Invece, manca una settimana alla deathline ed io mi ascolto “Awaken, My Love!” senza grandi aspettative ed unicamente per l’affetto, idealizzato, che provo per Donald Glover. E ci rimango letteralmente secco. Un album che dà estrema profondità ad un progetto musicale che fino ad un paio di settimane fa sembrava il capriccio di un commediografo, o poco più.

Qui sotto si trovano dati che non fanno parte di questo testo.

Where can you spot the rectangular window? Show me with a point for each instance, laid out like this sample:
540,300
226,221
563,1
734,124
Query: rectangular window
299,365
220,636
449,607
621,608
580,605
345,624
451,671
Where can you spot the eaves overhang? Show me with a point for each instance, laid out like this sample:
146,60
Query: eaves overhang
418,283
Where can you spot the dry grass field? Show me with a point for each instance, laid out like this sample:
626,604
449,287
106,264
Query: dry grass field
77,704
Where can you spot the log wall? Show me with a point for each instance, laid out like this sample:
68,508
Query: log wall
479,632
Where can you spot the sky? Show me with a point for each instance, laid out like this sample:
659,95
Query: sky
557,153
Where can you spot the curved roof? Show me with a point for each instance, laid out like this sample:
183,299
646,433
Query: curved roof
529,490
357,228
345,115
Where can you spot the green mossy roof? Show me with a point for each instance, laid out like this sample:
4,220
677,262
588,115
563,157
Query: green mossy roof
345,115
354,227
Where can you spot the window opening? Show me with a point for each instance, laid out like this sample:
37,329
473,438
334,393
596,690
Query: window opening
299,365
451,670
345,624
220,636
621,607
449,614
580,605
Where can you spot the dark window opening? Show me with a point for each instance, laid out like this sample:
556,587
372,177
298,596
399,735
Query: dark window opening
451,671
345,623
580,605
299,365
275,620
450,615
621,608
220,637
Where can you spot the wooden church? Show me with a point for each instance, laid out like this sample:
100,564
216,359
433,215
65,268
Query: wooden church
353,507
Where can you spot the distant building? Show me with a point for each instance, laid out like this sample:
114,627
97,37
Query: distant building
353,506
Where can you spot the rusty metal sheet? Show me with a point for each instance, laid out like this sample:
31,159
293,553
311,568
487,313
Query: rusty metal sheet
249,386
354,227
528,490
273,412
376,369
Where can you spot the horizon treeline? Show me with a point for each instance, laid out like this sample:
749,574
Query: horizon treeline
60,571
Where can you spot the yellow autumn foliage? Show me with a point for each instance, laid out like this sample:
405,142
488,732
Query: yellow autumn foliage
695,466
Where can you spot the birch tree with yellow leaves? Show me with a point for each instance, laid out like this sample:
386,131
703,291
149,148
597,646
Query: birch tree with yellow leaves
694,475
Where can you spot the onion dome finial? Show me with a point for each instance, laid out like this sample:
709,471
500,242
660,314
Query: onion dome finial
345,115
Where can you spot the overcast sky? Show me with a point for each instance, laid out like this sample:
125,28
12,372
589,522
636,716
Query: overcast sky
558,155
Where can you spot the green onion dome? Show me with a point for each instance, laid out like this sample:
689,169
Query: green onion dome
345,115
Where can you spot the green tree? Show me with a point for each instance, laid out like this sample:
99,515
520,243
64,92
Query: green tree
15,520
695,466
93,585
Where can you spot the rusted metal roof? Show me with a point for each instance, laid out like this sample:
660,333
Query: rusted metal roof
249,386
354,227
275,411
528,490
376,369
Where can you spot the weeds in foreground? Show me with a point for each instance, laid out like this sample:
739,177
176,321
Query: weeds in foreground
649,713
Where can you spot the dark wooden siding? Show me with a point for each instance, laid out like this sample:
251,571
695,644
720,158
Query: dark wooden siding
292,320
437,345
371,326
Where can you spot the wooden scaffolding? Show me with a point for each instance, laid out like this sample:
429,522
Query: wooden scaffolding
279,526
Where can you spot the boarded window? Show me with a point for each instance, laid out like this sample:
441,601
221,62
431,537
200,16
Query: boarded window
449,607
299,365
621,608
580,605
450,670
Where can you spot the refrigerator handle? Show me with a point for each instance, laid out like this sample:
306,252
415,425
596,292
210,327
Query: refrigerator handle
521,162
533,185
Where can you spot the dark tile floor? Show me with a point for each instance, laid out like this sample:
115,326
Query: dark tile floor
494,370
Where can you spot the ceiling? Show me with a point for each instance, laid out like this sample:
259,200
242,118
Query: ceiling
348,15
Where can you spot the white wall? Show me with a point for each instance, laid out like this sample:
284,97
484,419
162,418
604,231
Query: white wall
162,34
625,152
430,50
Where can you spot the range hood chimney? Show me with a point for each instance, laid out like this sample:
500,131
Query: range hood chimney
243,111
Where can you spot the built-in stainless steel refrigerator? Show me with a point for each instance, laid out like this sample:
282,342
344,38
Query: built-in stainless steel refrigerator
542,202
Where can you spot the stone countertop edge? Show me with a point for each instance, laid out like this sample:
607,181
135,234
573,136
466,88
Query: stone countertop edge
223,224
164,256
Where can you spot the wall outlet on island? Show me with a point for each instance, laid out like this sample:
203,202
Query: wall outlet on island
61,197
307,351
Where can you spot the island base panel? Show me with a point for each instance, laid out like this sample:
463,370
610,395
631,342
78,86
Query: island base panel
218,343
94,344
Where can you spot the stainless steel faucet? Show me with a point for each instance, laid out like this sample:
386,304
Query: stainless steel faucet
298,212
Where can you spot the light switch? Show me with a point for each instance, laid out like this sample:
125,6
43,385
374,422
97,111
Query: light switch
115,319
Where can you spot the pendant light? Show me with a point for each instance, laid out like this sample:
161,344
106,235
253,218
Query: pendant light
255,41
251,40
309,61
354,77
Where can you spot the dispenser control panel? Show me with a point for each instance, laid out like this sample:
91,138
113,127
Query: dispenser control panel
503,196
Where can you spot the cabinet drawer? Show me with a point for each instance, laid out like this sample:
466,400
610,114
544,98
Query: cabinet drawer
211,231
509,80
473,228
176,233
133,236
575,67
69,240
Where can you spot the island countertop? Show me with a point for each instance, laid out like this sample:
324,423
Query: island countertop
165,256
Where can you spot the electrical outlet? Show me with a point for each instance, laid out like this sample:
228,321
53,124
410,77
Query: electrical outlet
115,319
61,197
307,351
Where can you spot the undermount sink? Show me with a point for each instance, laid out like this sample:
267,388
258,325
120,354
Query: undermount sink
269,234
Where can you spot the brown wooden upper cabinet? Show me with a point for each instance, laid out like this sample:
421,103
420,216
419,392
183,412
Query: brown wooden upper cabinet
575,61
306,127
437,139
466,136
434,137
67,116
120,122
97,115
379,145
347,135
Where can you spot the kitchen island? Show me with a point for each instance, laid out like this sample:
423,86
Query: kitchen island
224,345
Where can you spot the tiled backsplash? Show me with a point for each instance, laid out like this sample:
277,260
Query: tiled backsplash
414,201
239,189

La musica è bella anche perchè ti soddisfa dei bisogni che neppure tu conoscevi; io fino ad un paio di setitmane fa non avevo idea di essere in astinenza di urli funky ed oggi non posso fare a meno.
#2) A TRIBE CALLED QUEST
We Got It From Here “… Thank You 4 Your Service
[Epic]
L’ultimo album (in qualsiasi senso vogliate intendere i termine “ultimo”) degli ATCQ è un canto di speranza, il più bello dell’anno. In una dialettica quasi fiabesca l’album rap forse più atteso dell’anno esce nella settimana più nera per gli Stati Uniti ed, ancora, come è pregorativa degli eroi delle storie fantastiche, Q-Tip e Phif Dawg si prendono tutto il carico di questo contrasto e lo trasformano in qualcosa di accecante. “We got it from Here… Thank You 4 Your Service” è la chiusura di una miriade di archi narrativi: quello degli ATCQ che rispolverano e sublimano il loro flow che è ribelle , intellettuale e sarcastico. Quello di Phif Dawg che ci saluta per sempre in un estremo e gioioso commiato, nella conclusiva “The Donald”. Avete presente quando aspetti il finale di un racconto ed alla fine è esattamente come te lo immaginavi? Ecco.
#1) CAR SEAT HEADREST
Teens Of Denial
[Matador]
“Teens Of Denial” è la vita di molti di noi. “Teens of Denial”, prima di tutto, è la mia vita e di tutti quei ragazzi tra i venti ed i venticinque anni che si sentono fuori posto ed inadeguati e, sopratutto, insoddisfatti. “Teens Of Denial” è come Calcutta che ti dice che molto spesso ci si annoia alle feste e si vorrebbe tornare solo a casa, ma te lo dice molto meglio. Will Toledo ha preso la musica della nostra adolescenza, l’indie-rock, e l’ha ribaltato; perchè, se molti come me si sono approcciati al genere per sentirsi fichi, oggi ci ritroviamo ad assimilare lo stesso linguaggio per giungere a conclusioni opposte. Che a mezzanotte e mezza spesso abbiamo solo voglia di andare a letto ma il letto è lontano kilometri. “Teens Of Denial” è tutto questo: una parabola di fallimenti ed inettidutidine installata sul migliore indie-rock degli ultimi anni. Un album che fa piangere e respirare.